The irony of American higher education is that those four years, the stated purpose of them, is to make sure that you have enough money never to have to live like that again in the course of your life. And if you follow most of your forbearers, that's the choice that you will make, but you do not have to do it. You can begin to figure out ways to build those same kind of strong connections and communities that you've felt here.

Ways in which this is beginning to happen in our culture… Having given you a lot of depressing statistics, I feel the need to give you a few hopeful ones. Look at what's happened in the last 20 years, the time which you've been alive, to the food economy in this nation. We discovered the idea that we like to be getting food from our neighbors.
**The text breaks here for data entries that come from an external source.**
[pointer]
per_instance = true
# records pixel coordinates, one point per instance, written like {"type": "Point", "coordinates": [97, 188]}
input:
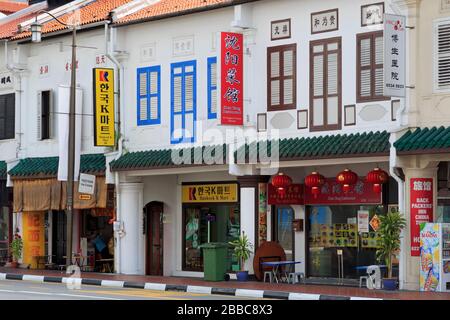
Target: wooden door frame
{"type": "Point", "coordinates": [148, 241]}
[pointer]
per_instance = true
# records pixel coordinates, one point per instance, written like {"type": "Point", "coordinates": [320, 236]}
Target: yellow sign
{"type": "Point", "coordinates": [104, 107]}
{"type": "Point", "coordinates": [210, 193]}
{"type": "Point", "coordinates": [33, 237]}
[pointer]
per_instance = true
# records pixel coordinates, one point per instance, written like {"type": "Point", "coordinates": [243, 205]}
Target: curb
{"type": "Point", "coordinates": [247, 293]}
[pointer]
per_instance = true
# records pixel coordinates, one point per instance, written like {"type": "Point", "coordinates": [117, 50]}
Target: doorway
{"type": "Point", "coordinates": [59, 233]}
{"type": "Point", "coordinates": [283, 232]}
{"type": "Point", "coordinates": [154, 225]}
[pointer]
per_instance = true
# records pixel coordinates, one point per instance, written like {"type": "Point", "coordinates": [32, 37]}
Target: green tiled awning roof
{"type": "Point", "coordinates": [2, 170]}
{"type": "Point", "coordinates": [330, 146]}
{"type": "Point", "coordinates": [48, 166]}
{"type": "Point", "coordinates": [429, 140]}
{"type": "Point", "coordinates": [160, 159]}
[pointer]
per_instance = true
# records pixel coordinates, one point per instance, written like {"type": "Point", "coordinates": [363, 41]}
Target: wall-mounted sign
{"type": "Point", "coordinates": [183, 46]}
{"type": "Point", "coordinates": [6, 81]}
{"type": "Point", "coordinates": [281, 29]}
{"type": "Point", "coordinates": [332, 193]}
{"type": "Point", "coordinates": [394, 56]}
{"type": "Point", "coordinates": [294, 195]}
{"type": "Point", "coordinates": [104, 134]}
{"type": "Point", "coordinates": [325, 21]}
{"type": "Point", "coordinates": [86, 184]}
{"type": "Point", "coordinates": [210, 193]}
{"type": "Point", "coordinates": [372, 14]}
{"type": "Point", "coordinates": [421, 199]}
{"type": "Point", "coordinates": [232, 78]}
Farmers' markets have been the fastest growing part of our food economy, and it is now reached the point where the USDA said last year that for the first time in 150 years, there were more farms in America instead of fewer. That most deeply embedded American trend had actually bottomed out and reversed. We're beginning to really understand that those connections are so important, not only for ecological reasons. It's obviously better to have a five-mile tomato than a 2000-mile tomato, not only for culinary reasons. I traveled 2000 miles this week, I know how I feel; that's how the tomato feels also.

But most of all because it's a different experience. A pair of sociologists followed shoppers a few years ago, first around the supermarket and then around the farmer's market. You all have been to the supermarket, you know how it works. You walk in, you fall into a light fluorescent trance, you visit the stations of the cross around the outside of the supermarket, that is it. When they followed shoppers around the farmer's market, they had on average 10 times more conversations. Not 10 percent more, 10 times more. The only odd thing, of course, is that we've convinced ourselves we've come up with this brilliant new idea, the farmer's market is chic. And this is how all human beings shopped for food until 70 years ago and how 70 percent of the world still does. Of course we like it, it's who we are. We are social creatures.

But changes like this are still around the edges, not yet big enough to affect things like the concentration of carbon in the atmosphere. If we are to affect those things, in the short time physics and chemistry gives us to deal with them, then you will have to move more boldly and more swiftly. You will have to love your neighbors around the world and close to home. And you'll have to have to figure out how to put that into real practice, in politics and in your life, your daily life. Because it is what we do day to day that who determines who we are and not what we hear once in a great while from a pulpit.

To move that boldly and swiftly, is asking a great deal of you. You have been raised, and the reason you have gotten as far as you have is you have been raised, with the notion that individual success is the most important thing that there could be, the thing that will propel you forward, clearly, the thing that got you to Dartmouth in the first place. And so it is hard to tell you to think in some other way as well. I will therefore merely just suggest that there are other ways to measure your success. And I wish you great good luck in finding them. Thank you.